À lire aussi Euthanasie et suicide assisté : des congrégations catholiques devront-elles quitter la France pour raison de conscience, comme au début du XXe siècle ?

La France devrait être la prochaine digue emportée par cette mer ; il demeure possible de l’éviter, mais l’espoir s’amenuise. Depuis le temps, plusieurs années déjà, que je m’efforce de lutter contre l’euthanasie, alors que grandit en moi la conviction de mener un combat perdu d’avance, j’ai l’impression d’avoir joué toutes mes cartes, et même de commencer à tricher. Une dernière fois, je ne crois pas inutile de recommander à ceux dont le vote aura force de loi de méditer sur le peu de philosophes qui ont, au long des siècles, approuvé le suicide — c’est même assez stupéfiant : le « progressisme » balaye avec mépris, d’un revers de main, non seulement l’ensemble des traditions religieuses existantes, mais à peu près tout ce qu’ont pu penser les philosophes antérieurs ; une telle arrogance ne s’était, je pense, jamais manifestée dans l’histoire humaine.
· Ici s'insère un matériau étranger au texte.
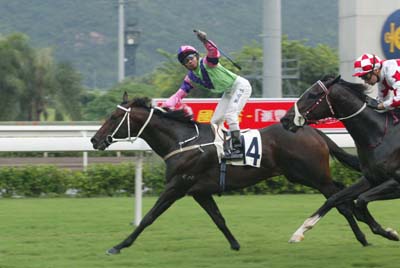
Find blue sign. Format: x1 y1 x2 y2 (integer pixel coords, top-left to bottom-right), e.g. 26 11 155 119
381 9 400 59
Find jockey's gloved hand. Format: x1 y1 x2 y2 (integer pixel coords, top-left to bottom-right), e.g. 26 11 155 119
196 30 207 43
365 98 379 110
174 103 193 117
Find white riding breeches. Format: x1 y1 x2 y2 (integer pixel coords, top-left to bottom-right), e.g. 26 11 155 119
211 76 251 131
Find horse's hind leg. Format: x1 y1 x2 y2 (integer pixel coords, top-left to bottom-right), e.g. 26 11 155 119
336 201 369 246
289 177 370 243
356 180 400 241
193 194 240 250
107 179 187 254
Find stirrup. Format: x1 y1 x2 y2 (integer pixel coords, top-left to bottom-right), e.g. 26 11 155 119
224 150 243 160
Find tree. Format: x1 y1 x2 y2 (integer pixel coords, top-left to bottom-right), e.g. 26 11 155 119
0 33 83 121
83 79 161 121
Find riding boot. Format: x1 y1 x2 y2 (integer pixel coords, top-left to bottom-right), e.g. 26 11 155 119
226 130 243 160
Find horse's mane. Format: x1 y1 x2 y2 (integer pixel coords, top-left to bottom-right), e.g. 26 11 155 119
338 79 368 101
321 75 368 101
130 97 193 123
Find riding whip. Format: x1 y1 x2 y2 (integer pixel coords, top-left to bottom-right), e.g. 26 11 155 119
193 29 242 70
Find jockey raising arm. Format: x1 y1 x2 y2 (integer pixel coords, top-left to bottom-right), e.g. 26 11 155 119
165 31 252 159
353 53 400 110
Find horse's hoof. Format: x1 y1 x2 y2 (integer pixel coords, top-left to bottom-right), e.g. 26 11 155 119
106 248 121 255
385 228 399 241
231 242 240 251
289 235 304 243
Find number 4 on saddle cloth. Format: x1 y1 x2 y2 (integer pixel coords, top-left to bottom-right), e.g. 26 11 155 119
212 125 262 167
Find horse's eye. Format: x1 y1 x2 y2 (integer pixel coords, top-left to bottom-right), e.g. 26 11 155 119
308 92 319 100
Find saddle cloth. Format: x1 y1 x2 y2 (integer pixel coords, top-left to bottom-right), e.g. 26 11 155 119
212 124 262 167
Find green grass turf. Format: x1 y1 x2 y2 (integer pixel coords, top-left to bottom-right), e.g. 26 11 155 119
0 195 400 268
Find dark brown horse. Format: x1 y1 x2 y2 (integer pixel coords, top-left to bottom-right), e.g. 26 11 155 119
281 76 400 242
91 92 367 254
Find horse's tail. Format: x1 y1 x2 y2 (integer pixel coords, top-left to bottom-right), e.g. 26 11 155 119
315 129 361 172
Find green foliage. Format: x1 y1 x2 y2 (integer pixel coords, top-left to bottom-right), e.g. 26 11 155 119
0 0 338 89
83 80 160 121
0 34 83 121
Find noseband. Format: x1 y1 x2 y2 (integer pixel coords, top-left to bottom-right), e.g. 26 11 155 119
293 80 367 126
106 105 154 145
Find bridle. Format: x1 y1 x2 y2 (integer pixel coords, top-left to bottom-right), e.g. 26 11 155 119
105 105 205 159
106 105 154 145
293 80 367 126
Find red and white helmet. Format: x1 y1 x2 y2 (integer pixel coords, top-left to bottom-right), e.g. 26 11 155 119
353 53 381 76
177 45 199 64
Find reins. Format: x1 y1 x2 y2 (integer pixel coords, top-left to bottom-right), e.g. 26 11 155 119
294 80 389 148
107 105 154 144
107 105 216 160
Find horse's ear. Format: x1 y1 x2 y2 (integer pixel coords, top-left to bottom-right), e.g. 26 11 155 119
122 91 128 102
332 74 342 84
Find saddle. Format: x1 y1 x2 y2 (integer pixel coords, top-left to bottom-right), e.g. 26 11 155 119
212 124 262 167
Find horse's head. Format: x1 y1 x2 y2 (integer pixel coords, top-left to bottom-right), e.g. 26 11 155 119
90 92 152 150
281 76 346 132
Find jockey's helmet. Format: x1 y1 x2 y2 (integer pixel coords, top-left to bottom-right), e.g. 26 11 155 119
353 53 381 76
177 45 199 64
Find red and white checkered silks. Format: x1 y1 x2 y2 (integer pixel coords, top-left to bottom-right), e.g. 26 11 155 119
353 53 381 76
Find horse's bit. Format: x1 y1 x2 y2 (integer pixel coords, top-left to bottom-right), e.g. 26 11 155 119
293 80 367 126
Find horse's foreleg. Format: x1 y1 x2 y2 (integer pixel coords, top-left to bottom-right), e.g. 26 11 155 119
356 180 400 241
107 181 186 254
193 195 240 250
289 177 370 243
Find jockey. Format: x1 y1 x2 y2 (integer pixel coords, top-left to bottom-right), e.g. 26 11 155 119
165 31 252 159
353 53 400 110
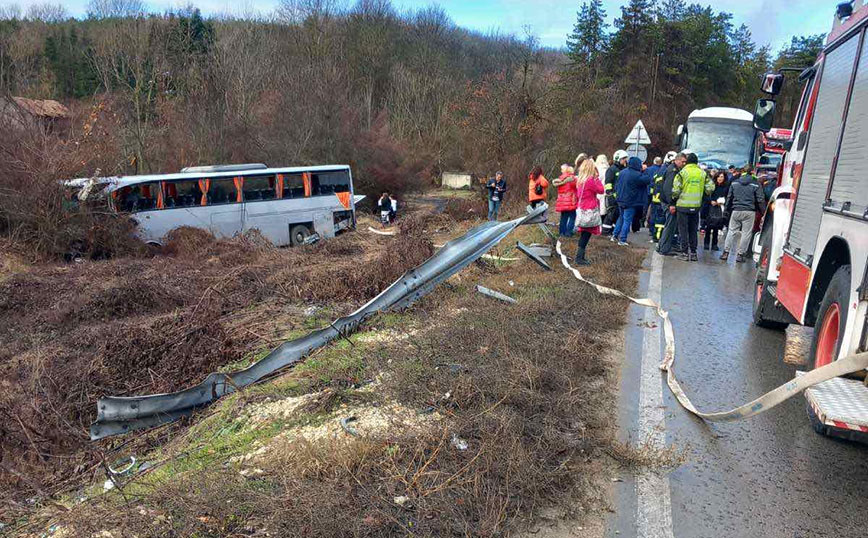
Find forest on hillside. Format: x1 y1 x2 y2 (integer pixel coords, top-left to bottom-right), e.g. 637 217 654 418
0 0 823 253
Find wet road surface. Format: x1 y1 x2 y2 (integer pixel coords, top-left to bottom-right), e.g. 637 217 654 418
607 239 868 538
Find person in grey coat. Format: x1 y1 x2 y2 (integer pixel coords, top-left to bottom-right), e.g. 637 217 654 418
720 166 765 263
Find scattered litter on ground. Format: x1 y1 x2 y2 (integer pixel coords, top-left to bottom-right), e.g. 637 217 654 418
368 226 398 235
476 284 518 304
341 417 359 437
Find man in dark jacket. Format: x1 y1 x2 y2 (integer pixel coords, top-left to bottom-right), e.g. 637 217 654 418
603 149 627 234
720 166 765 262
611 157 652 245
657 153 687 256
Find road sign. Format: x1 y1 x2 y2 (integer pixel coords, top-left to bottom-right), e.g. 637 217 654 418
624 120 651 144
627 144 648 163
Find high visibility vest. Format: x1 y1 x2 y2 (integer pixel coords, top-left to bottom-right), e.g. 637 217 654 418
651 174 663 204
672 164 714 209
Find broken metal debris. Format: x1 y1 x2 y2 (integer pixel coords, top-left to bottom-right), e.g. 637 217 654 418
476 284 518 304
515 241 552 271
90 205 548 440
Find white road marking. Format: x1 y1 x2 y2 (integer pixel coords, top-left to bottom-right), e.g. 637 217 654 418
636 252 673 538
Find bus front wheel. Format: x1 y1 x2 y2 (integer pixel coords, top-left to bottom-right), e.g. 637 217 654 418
289 224 310 247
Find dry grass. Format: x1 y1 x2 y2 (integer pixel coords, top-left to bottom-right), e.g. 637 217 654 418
39 224 651 537
0 218 432 511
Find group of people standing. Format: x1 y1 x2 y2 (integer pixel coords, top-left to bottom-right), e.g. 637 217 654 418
651 152 765 262
486 150 773 265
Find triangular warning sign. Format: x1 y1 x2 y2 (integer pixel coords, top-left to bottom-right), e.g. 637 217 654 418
624 120 651 144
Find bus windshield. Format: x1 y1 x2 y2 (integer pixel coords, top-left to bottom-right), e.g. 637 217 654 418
686 121 755 169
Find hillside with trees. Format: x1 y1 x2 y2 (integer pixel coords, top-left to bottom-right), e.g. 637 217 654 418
0 0 822 254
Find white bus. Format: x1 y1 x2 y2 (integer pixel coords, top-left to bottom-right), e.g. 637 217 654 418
65 164 364 246
678 107 757 170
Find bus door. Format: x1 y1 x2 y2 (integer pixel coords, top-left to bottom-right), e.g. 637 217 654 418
200 178 243 237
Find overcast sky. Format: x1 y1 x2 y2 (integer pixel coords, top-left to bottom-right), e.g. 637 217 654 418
0 0 836 50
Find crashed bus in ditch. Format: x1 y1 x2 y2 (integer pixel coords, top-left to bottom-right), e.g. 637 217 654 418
64 164 364 246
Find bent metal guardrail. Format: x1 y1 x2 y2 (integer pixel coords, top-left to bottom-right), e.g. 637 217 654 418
90 205 547 440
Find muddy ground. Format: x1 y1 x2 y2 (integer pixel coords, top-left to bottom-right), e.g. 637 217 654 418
0 204 643 536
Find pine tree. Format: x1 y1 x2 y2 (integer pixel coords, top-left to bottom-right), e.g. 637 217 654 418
567 0 608 65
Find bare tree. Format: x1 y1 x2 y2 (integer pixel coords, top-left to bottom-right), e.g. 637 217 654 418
27 2 69 22
87 0 146 19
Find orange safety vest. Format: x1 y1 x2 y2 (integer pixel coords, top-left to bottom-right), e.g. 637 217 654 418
527 174 549 202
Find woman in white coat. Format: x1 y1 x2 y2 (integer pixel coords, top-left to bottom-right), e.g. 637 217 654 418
594 155 609 216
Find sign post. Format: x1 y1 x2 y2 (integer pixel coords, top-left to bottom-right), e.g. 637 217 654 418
624 120 651 163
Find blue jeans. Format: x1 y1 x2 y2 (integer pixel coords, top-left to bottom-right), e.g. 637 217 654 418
488 198 503 220
612 206 642 243
558 209 576 237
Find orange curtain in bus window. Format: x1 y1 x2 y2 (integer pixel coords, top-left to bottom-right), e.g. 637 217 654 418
232 176 244 203
199 178 211 205
301 172 311 198
274 174 283 198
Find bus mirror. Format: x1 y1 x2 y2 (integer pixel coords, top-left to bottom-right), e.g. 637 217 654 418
762 73 784 95
753 99 775 133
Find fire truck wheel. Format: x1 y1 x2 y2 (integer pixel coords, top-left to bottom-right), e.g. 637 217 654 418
810 265 850 368
753 229 790 331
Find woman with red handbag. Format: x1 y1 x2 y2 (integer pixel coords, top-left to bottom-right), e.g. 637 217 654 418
552 164 579 237
576 159 606 265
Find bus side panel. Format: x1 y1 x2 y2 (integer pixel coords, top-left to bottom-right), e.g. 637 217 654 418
777 252 811 323
788 35 859 259
133 204 234 243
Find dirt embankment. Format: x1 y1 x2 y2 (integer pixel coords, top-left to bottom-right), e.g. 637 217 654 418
0 218 432 509
17 219 644 537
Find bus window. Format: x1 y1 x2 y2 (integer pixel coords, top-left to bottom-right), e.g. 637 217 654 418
113 182 160 213
243 176 274 202
208 178 238 205
312 170 350 196
283 174 304 198
165 179 202 208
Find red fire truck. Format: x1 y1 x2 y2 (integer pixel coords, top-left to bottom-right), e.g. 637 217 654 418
753 0 868 438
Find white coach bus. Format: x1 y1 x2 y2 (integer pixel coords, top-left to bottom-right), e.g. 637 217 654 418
754 1 868 439
677 106 757 170
65 164 364 246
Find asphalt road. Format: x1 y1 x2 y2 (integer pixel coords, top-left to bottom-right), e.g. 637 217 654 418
607 237 868 538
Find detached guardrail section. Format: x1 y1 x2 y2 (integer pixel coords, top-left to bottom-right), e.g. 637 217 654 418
90 205 547 441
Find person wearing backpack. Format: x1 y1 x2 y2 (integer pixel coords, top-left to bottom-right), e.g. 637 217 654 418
720 165 765 263
552 164 579 237
527 166 549 208
575 159 606 265
702 170 729 252
485 172 506 220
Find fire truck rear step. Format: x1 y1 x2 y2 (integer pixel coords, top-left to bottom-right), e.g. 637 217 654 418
796 372 868 443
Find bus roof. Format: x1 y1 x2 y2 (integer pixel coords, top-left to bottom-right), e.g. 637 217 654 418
63 164 350 191
687 106 753 124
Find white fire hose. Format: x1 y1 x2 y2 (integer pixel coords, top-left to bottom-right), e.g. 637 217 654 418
555 241 868 422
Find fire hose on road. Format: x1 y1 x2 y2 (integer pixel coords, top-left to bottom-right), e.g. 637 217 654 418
555 241 868 422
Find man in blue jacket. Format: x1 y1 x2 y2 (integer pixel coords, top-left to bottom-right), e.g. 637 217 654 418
611 157 652 246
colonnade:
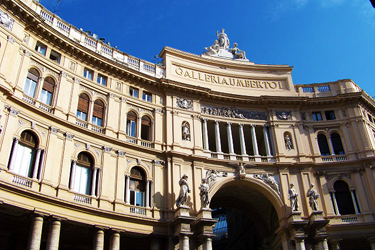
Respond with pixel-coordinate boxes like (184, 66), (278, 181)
(202, 119), (272, 162)
(27, 214), (160, 250)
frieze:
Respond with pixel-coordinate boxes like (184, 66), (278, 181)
(253, 173), (280, 194)
(176, 97), (193, 110)
(201, 106), (267, 121)
(276, 110), (292, 120)
(0, 10), (14, 30)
Mais les philosophies, contrairement aux religions, parlent surtout à l’intelligence de l’être humain, atteignent difficilement ce qu’il a d’essentiel. La religion catholique, malgré, paraît-il, quelques frémissements récents, est depuis longtemps à la ramasse en Europe, et je n’en suis pas au point de préférer une société islamique, au motif que la société laïque s’écarte de la loi morale.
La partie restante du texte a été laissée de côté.